Over at In The Middle, Eileen Joy wrote about writing history on the Middle Ages and using Joan Retallack's essay "The Poethical Wager" as a way of thinking about ways of thinking. I probably should have linked to this when I first read it. But it's nice to know that I am not the only person who has considered the one in the context of the other!

Ad Infinitum offers up a little gem in one of its footnotes. It's by Hugh Primas of Orleans, a twelfth century writer. He summarizes the Bible in two hexameters:

Quos anguis tristi virus mulcedine pavit
hos sanguis Christi mirus dulcedine lavit.
"Those whom the serpent's venom filled with its dire magic, these Christ's astonishing blood washed in sweetness." More or less. Notice how each word in the first line is paired with a word in the second line. Obsessive rhyme was big in the Middle Ages, but this is the first time I've seen it pushed this far. And it's still in hexameter.
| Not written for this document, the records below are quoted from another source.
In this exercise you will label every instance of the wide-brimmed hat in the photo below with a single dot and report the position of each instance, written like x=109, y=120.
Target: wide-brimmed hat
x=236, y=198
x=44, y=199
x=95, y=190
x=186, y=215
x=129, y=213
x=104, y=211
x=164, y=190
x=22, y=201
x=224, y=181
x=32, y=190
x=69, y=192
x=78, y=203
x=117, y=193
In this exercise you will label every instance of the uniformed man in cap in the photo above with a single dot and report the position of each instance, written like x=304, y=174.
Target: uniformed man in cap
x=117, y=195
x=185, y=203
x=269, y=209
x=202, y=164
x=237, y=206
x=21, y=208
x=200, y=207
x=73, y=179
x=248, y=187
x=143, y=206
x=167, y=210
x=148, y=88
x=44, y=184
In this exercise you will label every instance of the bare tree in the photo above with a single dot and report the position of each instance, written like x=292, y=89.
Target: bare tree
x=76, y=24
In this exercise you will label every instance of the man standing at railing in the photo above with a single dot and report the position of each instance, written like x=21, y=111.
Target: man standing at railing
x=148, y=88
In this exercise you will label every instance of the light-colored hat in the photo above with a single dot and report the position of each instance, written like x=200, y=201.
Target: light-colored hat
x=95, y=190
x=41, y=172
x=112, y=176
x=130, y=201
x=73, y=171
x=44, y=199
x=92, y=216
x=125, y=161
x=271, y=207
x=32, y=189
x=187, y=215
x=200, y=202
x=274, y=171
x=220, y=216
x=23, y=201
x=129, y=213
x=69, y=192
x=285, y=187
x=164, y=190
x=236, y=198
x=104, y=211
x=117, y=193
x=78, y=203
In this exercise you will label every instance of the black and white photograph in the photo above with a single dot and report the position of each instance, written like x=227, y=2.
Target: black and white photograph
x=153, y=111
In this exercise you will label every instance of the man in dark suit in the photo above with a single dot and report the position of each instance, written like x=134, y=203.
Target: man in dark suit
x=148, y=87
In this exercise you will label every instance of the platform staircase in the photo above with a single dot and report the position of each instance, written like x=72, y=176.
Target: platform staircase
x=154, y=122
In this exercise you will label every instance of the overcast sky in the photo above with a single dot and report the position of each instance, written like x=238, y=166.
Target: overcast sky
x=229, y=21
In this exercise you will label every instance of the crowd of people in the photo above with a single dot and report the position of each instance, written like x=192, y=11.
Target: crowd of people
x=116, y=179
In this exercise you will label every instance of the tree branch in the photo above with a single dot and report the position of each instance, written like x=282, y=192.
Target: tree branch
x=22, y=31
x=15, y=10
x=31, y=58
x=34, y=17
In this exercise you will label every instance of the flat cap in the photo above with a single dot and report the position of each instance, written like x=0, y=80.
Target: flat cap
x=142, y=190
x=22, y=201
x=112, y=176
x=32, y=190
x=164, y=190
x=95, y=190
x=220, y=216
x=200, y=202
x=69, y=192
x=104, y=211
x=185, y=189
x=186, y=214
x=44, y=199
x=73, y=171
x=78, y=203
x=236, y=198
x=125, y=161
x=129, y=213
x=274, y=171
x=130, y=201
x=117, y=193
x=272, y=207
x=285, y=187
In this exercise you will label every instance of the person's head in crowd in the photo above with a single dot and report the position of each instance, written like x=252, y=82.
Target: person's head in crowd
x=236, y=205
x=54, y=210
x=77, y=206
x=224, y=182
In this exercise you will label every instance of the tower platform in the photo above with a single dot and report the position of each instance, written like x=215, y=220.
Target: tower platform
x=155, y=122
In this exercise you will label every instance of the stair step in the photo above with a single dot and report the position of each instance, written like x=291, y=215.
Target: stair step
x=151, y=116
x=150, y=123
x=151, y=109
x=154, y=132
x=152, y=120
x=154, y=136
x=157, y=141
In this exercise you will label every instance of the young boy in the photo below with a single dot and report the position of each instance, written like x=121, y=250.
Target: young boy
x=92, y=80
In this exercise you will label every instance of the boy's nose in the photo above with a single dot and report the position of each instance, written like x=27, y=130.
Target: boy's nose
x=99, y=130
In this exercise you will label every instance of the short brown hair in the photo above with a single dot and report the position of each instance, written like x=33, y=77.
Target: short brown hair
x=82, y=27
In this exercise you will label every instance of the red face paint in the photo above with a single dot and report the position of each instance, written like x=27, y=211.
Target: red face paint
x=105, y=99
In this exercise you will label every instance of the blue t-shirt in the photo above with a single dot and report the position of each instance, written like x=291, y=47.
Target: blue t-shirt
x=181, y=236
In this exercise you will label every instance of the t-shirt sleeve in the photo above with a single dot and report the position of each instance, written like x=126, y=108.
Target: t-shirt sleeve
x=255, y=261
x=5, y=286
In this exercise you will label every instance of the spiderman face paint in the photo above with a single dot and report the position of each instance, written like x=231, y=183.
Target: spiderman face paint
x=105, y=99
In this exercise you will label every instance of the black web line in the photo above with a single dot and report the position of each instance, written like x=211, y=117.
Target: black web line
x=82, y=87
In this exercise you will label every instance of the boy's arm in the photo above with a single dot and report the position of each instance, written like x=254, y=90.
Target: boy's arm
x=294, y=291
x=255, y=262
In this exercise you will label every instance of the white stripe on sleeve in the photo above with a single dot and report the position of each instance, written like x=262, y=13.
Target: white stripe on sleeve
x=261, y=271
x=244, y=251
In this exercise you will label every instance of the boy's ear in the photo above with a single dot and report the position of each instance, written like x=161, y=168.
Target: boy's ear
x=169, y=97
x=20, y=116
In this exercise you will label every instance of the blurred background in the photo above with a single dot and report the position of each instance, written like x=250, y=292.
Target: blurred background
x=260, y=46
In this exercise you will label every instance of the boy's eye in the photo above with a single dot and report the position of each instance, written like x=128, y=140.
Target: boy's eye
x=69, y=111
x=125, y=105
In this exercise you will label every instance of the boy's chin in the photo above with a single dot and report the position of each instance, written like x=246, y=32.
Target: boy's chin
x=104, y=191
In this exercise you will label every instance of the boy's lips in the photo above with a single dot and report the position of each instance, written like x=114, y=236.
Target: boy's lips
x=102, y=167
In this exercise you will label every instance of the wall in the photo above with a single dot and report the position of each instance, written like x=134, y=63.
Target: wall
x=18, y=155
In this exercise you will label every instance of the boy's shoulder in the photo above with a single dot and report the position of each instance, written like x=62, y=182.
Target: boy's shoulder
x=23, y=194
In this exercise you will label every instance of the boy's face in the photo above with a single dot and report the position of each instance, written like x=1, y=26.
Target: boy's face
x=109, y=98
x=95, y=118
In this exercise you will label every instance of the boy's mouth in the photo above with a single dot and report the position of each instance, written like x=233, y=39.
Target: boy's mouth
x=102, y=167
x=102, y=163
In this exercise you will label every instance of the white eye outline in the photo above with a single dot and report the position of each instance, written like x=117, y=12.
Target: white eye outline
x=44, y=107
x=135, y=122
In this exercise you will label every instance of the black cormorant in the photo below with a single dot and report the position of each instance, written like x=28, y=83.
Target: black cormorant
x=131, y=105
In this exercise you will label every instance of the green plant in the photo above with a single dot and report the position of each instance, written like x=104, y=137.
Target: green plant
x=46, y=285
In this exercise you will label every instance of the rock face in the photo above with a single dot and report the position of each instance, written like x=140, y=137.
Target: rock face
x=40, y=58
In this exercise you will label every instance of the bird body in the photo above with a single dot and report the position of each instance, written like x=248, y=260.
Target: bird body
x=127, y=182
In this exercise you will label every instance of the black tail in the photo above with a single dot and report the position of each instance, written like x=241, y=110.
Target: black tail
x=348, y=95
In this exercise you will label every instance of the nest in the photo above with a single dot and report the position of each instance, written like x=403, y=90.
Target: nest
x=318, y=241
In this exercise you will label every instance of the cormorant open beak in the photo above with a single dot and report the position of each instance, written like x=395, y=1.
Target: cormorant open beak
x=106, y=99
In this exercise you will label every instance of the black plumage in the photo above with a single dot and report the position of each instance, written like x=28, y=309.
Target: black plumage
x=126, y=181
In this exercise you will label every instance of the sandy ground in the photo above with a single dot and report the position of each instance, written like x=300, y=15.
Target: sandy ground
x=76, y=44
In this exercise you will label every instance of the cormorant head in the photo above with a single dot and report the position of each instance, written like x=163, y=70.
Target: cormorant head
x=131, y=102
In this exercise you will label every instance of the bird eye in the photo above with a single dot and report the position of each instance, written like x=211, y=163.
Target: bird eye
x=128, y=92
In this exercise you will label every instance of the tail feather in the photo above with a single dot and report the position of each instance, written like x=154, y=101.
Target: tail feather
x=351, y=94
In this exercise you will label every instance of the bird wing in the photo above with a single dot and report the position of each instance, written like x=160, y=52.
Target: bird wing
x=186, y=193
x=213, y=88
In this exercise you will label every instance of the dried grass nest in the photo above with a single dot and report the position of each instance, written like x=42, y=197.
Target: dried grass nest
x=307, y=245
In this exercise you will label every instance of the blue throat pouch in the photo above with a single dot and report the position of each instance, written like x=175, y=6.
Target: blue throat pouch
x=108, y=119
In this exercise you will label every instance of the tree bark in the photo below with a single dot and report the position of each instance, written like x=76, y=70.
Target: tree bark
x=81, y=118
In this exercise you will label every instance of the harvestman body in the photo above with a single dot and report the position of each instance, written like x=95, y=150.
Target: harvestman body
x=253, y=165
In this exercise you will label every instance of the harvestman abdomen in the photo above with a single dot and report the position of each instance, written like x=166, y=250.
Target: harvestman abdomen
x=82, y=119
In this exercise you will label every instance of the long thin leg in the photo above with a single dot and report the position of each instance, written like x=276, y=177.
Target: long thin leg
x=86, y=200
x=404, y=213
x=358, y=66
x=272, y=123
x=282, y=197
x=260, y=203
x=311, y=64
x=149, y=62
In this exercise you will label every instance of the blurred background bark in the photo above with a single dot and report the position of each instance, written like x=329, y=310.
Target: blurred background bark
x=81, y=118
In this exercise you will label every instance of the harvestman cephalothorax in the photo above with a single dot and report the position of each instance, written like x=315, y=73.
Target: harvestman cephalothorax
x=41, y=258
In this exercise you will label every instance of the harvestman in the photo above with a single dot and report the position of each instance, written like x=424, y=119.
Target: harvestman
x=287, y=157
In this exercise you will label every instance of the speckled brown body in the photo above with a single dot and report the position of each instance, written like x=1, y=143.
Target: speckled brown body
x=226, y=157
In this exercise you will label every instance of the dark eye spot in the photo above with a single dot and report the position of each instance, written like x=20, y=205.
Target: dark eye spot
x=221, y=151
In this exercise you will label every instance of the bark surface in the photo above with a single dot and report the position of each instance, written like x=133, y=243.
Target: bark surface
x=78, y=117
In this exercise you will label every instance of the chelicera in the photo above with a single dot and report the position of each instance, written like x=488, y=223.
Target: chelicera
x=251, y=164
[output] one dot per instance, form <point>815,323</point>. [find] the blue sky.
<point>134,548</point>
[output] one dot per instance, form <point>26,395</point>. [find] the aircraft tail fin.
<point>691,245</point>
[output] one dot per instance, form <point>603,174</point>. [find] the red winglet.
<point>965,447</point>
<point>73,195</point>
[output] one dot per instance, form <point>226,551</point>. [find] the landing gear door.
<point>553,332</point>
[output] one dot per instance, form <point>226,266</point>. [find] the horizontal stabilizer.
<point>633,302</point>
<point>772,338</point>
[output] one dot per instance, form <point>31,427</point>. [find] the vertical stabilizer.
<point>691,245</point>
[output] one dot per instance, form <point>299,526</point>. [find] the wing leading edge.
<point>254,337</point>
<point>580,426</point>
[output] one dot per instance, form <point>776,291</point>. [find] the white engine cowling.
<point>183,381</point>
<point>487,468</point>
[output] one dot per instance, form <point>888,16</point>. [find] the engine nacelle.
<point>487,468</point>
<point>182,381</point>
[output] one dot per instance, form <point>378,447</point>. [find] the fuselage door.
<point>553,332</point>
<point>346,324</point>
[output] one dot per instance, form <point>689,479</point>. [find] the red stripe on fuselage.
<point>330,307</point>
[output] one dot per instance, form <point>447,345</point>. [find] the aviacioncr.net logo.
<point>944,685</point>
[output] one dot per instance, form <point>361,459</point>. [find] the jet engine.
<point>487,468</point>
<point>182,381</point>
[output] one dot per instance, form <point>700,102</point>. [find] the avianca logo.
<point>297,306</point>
Anyone want to take a stab at pulling off something similar in English?

Curtis Faville wrote a long response to a post I made a while back where I disagreed with him about the relative values of poetry as it occurs on the page vs. poetry as it occurs in a reading (or as it occurs in other situations, I suppose). It's what I'm tracking with the spoken vs read tag.

Ultimately, I suspect Curtis and I are going to have to agree to disagree. Curtis finds it disturbing "the idea that great, or good, poetry must be suitable for the audible voice", and I do too. But I also find disturbing the idea that great, or good, poetry must be suitable for the page; I find disturbing the idea that it must be suitable for contexts (of time, space, culture, audience, whatever) other than the one it is presented (or, even, appreciated) in. I find disturbing the idea that poetry has "inherent merit", although I like the slant rhyme of the phrase. I find disturbing the idea that poetry needs to be boiled down to an essential mode of production, that anything other than "one person producing a text" should be brushed away, should not "amount to very much in the last analysis"; I find disturbing the idea that there should be a last analysis, that this analysis, the analysis that a reader is engaging in on this interaction with some poetry, is somehow always already deficient, not matching up to a teleologically driven last analysis. And Curtis doesn't seem disturbed by any of this.

I also find disturbing throwing around a phrase like "the greatest writers of the 20th Century", which seems riddled with many problematic assumptions as to what greatness is, how it should be universal, how it should be lasting (and point towards that last eschaton of analysis?), and how its effects must be documentable, and...well, anyway, that's a different issue, perhaps for another day.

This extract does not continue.